真剣さと戸惑いが感じられる表情からすると、きっと任務の事だろうと思い、了承の意味を兼ねて腰をずらし隣に一人分座れるスペースを造った。
それにサクヤは安堵の笑みを浮かべてそこに腰を下ろす。
そして言った。
「ツカサはリムの事…どれぐらい知ってる?」
「………?」
"どれぐらい"と聞かれてなんと答えれば良いか分からずにツカサは困惑の表情を浮かべる。
するとそれに察したサクヤは口を開いた。
「じゃあ…リムが薬を飲んでいる事は知ってる?」
「薬?ああ、こないだアイツの部屋からカプセル錠のモノが見つかりましたね。栄養剤かダイエットサプリメントだと思いますけど……」
「そう…」
ツカサの答えにサクヤは顔を俯かせた。
彼女は違う答えを待っていたのかと一瞬だけ思ったが、彼には他に何も思いつかなかった。

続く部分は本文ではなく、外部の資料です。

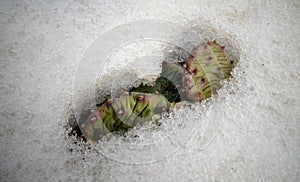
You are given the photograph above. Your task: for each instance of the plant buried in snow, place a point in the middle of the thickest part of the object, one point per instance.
(198, 78)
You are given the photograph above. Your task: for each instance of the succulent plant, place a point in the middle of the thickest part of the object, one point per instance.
(123, 113)
(208, 65)
(194, 80)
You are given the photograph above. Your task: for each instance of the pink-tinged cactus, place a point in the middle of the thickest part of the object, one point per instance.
(198, 78)
(208, 65)
(123, 113)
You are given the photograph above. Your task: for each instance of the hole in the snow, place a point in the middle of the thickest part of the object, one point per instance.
(191, 78)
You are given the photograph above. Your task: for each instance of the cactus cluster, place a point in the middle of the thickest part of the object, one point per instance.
(194, 80)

「ならリムの自室…は見たわよね……腕は見た事ある?」
「腕…ですか…」
ツカサは頭の中で最近のリムの姿をいくつか思い浮かべる。
パーカーにミニスカート。
パジャマ。
ホルターにサイハイ。
いくつか思い浮かんだがどれも腕を隠した格好ばかりだ。
リムが神機使いになる前はTシャツや着物、時には下着姿と派手な姿を曝していた覚えはあるが彼が神機使いになってからは彼女の素の腕を見た覚えが無い。
「すいません、覚えてません」
「なんで謝るの?覚えてないならいいわ。変な事聞いてごめんなさいね」
「いえ…別に……」
「今回の任務、一緒に頑張りましょうね。お兄ちゃんが頑張ってやらないと参加出来なかったリムに申し訳無いわよ?」
突然話を切り替えたサクヤにツカサは取り敢えず「はい」とだけ返事を返した。
確かにあの様子だと、リムは腕輪の回収と腕輪の持ち主であるリンドウという人間の敵討ちをしたかったんだとツカサは思った。
しかしこの考えが的を大きく外している事など、今のツカサには知る由も無かった。